By Lukanyo Mnyanda and Maria Petrakis

Nov. 16 (Bloomberg) -- Greek bonds dropped as the nation’s deteriorating finances deterred investors from owning the government’s debt.

The difference in yield, or spread, between 10-year Greek securities and benchmark German bunds widened to 156 basis points, the most since July 16. The yield on the bond climbed 11 basis points to 4.89 percent as of 4:45 p.m. in Athens. The yield has risen 22 basis points in the past three days.

Greece’s central bank asked domestic lenders to outline potential funding sources in coming months as the European Central Bank begins to tighten the liquidity it provides to Europe’s banking system, Euro2day reported. A reduction in banks’ access to cash might dent their appetite for bonds and halt gains in the euro-area’s best performing bond market this year just as the government boosts borrowing.

“Confidence in Greek bonds is pretty edgy at the moment,” said Orlando Green, a fixed-income strategist in London at Calyon, the investment-banking arm of Credit Agricole SA. “There are worries about Greece’s growth and budget outlook. Rumors circulating around are having a more profound effect because the fundamentals are so poor.”

Greek Central Bank

In a letter to the institutions, the Athens-based central bank said Greek lenders as a whole had borrowed amounts that were proportionally greater than other countries in the 16- nation euro area, the Web site said, without saying where it got the information. Greek banks have borrowed a total of 42 billion euros ($63 billion) of the 570 billion euros the ECB has pumped into the system, according to Euro2day.

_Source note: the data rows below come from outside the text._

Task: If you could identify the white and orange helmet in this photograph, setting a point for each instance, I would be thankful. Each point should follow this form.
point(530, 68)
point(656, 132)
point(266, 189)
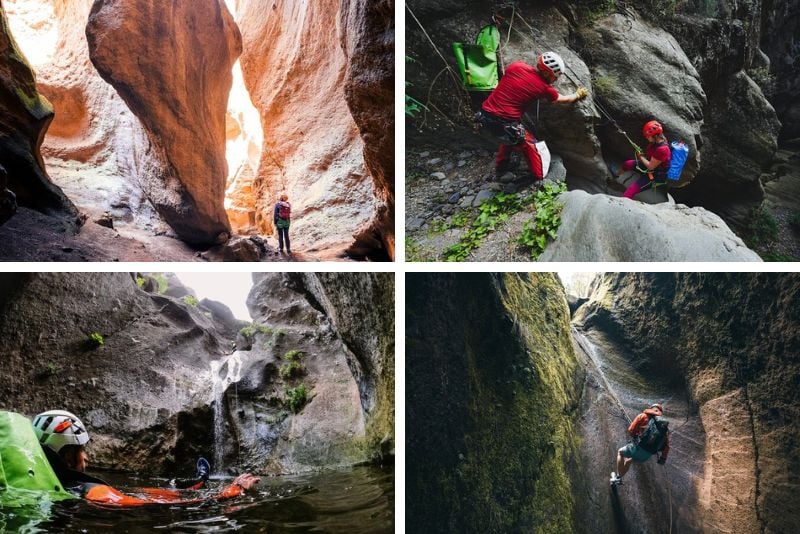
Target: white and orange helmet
point(57, 428)
point(551, 65)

Greece’s central bank had advised a number of commercial banks to be more “prudent” in participating in the European Central Bank’s 12-month liquidity offerings in December, to facilitate their exit from the one-off measures, the bank said in an e-mailed statement today.

The central bank hasn’t banned any bank from the operations and this recommendation isn’t linked to Greek government bonds that they hold or want to acquire, the bank said.

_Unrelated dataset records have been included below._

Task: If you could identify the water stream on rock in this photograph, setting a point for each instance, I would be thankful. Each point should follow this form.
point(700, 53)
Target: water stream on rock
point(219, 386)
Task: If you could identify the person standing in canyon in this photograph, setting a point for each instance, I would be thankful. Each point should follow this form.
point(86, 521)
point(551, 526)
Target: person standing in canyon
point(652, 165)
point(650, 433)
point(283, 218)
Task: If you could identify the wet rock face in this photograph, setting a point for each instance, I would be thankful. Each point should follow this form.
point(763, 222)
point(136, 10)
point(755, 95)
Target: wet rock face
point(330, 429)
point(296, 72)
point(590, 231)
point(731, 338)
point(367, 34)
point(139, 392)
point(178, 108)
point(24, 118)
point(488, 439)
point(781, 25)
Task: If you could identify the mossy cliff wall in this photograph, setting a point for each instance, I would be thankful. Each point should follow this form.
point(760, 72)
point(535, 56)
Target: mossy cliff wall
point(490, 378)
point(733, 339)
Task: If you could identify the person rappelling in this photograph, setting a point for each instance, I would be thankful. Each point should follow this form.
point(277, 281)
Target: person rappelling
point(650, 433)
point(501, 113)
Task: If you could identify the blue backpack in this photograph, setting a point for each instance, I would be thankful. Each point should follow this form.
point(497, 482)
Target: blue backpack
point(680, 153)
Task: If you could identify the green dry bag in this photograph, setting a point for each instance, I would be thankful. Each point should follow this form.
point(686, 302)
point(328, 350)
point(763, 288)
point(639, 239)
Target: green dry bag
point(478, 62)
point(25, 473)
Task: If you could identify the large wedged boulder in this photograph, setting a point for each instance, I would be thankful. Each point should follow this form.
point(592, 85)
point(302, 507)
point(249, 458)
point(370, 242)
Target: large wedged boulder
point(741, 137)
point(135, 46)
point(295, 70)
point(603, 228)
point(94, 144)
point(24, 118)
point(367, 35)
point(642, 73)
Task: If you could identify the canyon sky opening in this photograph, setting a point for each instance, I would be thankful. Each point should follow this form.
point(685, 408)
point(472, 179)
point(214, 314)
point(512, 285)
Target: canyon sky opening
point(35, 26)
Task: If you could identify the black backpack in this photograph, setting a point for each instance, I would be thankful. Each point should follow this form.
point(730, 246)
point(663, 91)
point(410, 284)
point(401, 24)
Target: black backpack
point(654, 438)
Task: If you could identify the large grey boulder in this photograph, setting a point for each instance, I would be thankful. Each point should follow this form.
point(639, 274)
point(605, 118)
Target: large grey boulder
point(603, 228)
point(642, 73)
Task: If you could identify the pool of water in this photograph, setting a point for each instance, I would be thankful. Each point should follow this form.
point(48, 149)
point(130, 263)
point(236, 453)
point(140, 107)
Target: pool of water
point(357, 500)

National Bank of Greece SA, the country’s biggest bank, fell 1.64 euros, or 6.8 percent, to 22.62 euros, while EFG Eurobank Ergasias SA, the second largest, lost 73 cents, or 7.1 percent, to 9.57 euros, the biggest decline on the Bloomberg index of 63 European financial institutions. The Athens benchmark general index declined 3.3 percent, falling the most in five months.

‘Exit Strategies’

“There’s uncertainty about the ECB talking about exit strategies, and this is putting pressure on the weaker countries and that’s mostly Greece and Ireland at the moment,” said Michiel de Bruin, head of European government bonds at F&C Asset Management in Amsterdam. “There’s also uncertainty about next year’s supply, liquidity drying up toward the end of the year, and now we are seeing volatility returning to the market.

Greece’s gross domestic product declined 0.3 percent in the third quarter from the second, when it shrank a revised 0.1 percent, the Athens-based national statistics agency said in a statement on Nov. 13. That means the economy has been mired in a recession for a year.

Greece’s budget deficit, which is forecast to be 12.7 percent GDP this year, is a “concern for the whole euro area,” European Economic and Monetary Affairs Commissioner Joaquin Almunia said on Nov. 11.

Fitch, Moody’s

Greece’s credit rating was cut a step by Fitch Ratings last month and Moody’s Investors Service placed the country’s ratings on review for a possible downgrade after the country increased estimates for its budget deficit to more than four times the European Union limit.

The nation’s bonds have returned 9.9 percent this year, the best performance of 12 euro-area countries, according to Bloomberg/EFFAS indexes. Euro-area bonds returned 4.4 percent, the indexes show. Some investors may be selling Greek notes to take advantage of a rally that pushed the yield spread with Germany down to 108 basis points in August from 300 basis points in March, de Bruin said.

“We have seen some aggressive tightening in spreads this year and nervousness around this is also putting pressure on,” he said. “On a medium term basis we are still constructive on Greek bonds although there’s volatility in the meantime.”